The Economist: ABD seçim sonucunu belirleyecek üç büyük belirsizlik
ABD'de yaşanacak olan yeni bir Biden-Trump karşılaşması ülkeyi kaosa mı sürükleyecek? İşte ABD'de yaşanacak seçim sonucunu belirleyecek üç büyük belirsizlik...
İngiltere'nin önde gelen yayın organlarından The Economist'de, Kasım ayında gerçekleşecek olan ABD seçimlerinin sonucunu belirleyecek olan etkenlerin değerlendirildiği bir analiz yayınlandı.
Analizde, 1912'den bu yana ilk kez eski bir başkanın görevdeki bir başkana meydan okuyacağı belirtilirken, gelinen noktada seçimin sonucunu belirleyecek olan üç büyük belirsiliğie dikkat çekildi.

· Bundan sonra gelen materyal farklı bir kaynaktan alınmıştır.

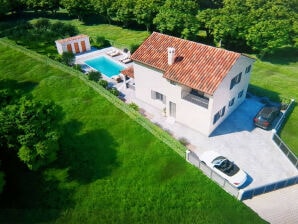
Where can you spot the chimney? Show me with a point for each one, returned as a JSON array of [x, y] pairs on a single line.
[[171, 55]]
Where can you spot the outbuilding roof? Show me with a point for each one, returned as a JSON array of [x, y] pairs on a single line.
[[196, 65], [81, 36]]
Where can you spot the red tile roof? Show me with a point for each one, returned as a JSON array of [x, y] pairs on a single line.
[[72, 38], [196, 65], [128, 72]]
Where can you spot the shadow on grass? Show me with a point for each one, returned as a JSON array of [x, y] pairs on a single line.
[[20, 87], [283, 56], [41, 196], [89, 156]]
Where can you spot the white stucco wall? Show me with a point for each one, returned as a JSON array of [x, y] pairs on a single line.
[[61, 45], [223, 94], [187, 113]]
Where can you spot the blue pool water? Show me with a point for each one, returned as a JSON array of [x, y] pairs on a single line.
[[105, 66]]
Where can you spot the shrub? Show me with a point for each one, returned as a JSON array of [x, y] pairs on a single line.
[[103, 83], [114, 91], [134, 47], [68, 58], [94, 76], [77, 67], [42, 25], [134, 106], [183, 141], [101, 42]]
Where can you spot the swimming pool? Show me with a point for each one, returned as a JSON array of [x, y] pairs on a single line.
[[105, 65]]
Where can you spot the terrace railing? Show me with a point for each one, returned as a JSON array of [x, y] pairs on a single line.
[[198, 100], [279, 142]]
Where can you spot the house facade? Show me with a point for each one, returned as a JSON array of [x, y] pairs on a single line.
[[76, 44], [195, 84]]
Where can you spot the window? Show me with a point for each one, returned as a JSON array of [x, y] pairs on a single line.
[[235, 80], [158, 96], [248, 68], [231, 103], [196, 93], [222, 111], [216, 117], [240, 94], [219, 114], [172, 82]]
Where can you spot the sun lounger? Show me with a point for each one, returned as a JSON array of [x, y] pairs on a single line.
[[113, 53], [127, 60]]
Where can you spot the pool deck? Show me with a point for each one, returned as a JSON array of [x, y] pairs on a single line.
[[80, 58]]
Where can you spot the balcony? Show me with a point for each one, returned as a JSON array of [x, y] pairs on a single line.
[[196, 99]]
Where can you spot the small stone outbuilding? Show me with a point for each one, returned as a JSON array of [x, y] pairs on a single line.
[[76, 44]]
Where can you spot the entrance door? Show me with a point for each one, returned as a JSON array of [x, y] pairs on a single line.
[[83, 44], [77, 49], [172, 109], [69, 49]]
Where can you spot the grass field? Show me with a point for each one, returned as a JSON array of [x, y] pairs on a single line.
[[276, 77], [110, 169]]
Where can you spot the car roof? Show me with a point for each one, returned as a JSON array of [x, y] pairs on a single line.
[[209, 156], [267, 110]]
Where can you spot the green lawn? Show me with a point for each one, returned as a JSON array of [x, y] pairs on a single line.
[[109, 169], [276, 77]]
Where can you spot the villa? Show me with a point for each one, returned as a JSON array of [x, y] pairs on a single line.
[[194, 84]]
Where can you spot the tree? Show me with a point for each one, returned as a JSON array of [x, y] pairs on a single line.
[[122, 11], [79, 8], [145, 11], [4, 7], [2, 181], [38, 126], [266, 36], [261, 25], [43, 5], [176, 16], [68, 58], [102, 7]]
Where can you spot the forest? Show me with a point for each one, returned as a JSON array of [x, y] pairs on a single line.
[[252, 26]]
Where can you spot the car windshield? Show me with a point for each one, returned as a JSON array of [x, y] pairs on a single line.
[[226, 166]]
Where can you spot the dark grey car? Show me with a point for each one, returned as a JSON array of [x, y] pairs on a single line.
[[266, 116]]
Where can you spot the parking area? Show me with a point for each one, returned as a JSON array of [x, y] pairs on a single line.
[[251, 148]]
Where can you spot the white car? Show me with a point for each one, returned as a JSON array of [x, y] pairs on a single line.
[[224, 167]]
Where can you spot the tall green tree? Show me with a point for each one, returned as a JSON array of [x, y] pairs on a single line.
[[43, 5], [29, 127], [178, 17], [38, 126], [261, 25], [101, 7], [122, 11], [79, 8], [145, 11], [4, 7]]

Analizde ayrıca, bir önceki Biden-Trump karşılaşmasında yaşananlar minvalinde bu seçimlerde de bir kaos yaşanma ihtimalinin yüksek olduğu tespitine yer verildi.

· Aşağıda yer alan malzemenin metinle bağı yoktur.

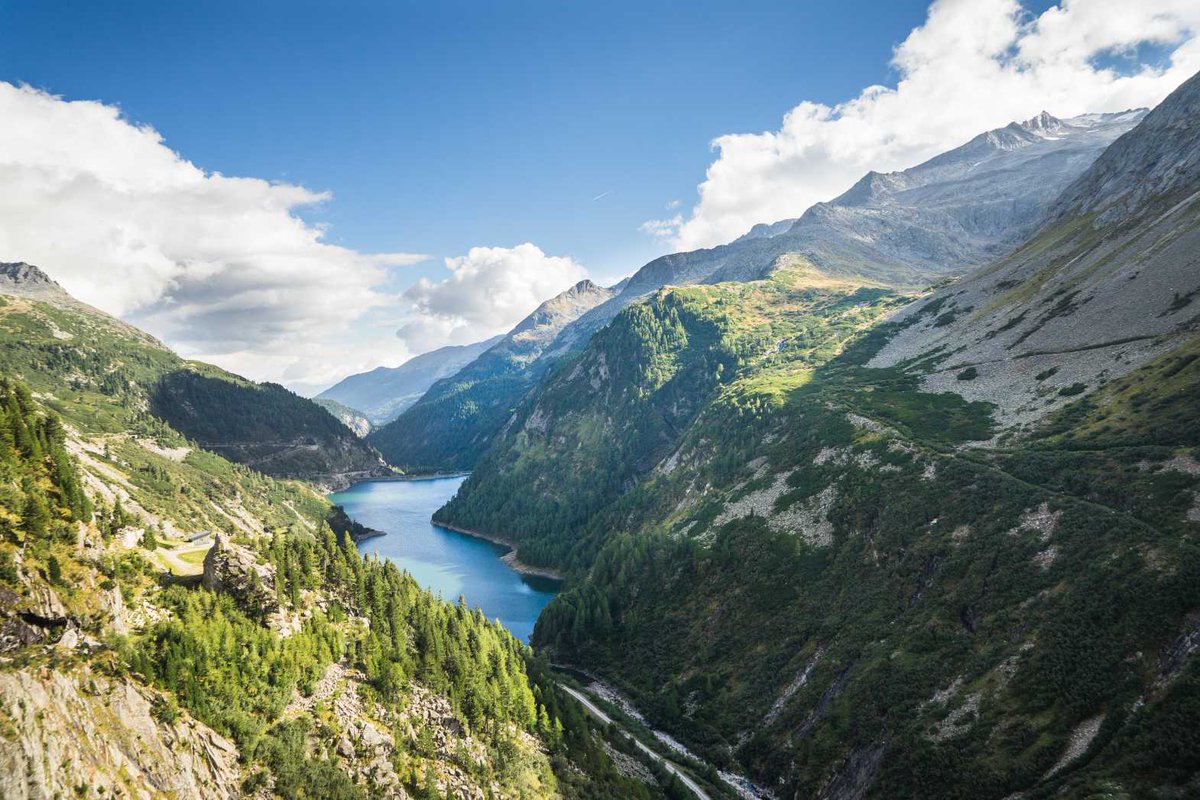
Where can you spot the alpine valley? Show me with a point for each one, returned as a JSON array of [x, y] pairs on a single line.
[[895, 499]]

İşte The Economist'de yayınlanan analiz:
Geçtiğimiz “Süper Salı”, ABD'nin 2024 başkanlık seçimlerinin rövanş niteliğinde olacağını ortaya koydu.
1912'den bu yana ilk kez eski bir başkan, görevdeki bir başkana meydan okuyor. Adaylar herkes tarafından gayet iyi tanınsa da seçmenlerin yaklaşık %12'si henüz iki aday arasında bir seçim yapmış değil.

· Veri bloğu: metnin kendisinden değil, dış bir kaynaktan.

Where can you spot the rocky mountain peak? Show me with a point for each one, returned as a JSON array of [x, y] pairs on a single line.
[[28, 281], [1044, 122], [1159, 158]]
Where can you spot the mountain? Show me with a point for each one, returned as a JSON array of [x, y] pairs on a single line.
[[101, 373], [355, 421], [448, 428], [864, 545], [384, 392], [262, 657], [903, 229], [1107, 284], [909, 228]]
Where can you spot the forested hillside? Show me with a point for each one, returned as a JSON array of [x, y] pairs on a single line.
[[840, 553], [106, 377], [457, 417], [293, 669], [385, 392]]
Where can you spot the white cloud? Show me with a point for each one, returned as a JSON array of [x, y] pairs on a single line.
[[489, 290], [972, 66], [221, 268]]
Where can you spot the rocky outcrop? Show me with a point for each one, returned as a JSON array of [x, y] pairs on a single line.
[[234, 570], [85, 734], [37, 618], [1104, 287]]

Bu kararsız seçmenler, kıran kırana geçecek bir yarışın kaderini belirleyebilir.
2000'den önceki altı seçimde, halk oylamasındaki ortalama zafer marjı yaklaşık dokuz puandı. 2000'den bu yana yapılan altı seçimde ise bu fark üç puana kadar geriledi. Bu bile bugünlerde başkanlık seçimlerinde aradaki farkın ne kadar yakın olduğunu gösteriyor. Kasım ayında sadece altı eyalette rekabet yaşanacak.
Geçen seçimdei 160 milyon Amerikalı oy kullandı. Ancak Joe Biden kırılma noktası eyaleti olan Wisconsin'i 20.000 oyla ya da kullanılan toplam oyların %0,013'ü ile kazandı.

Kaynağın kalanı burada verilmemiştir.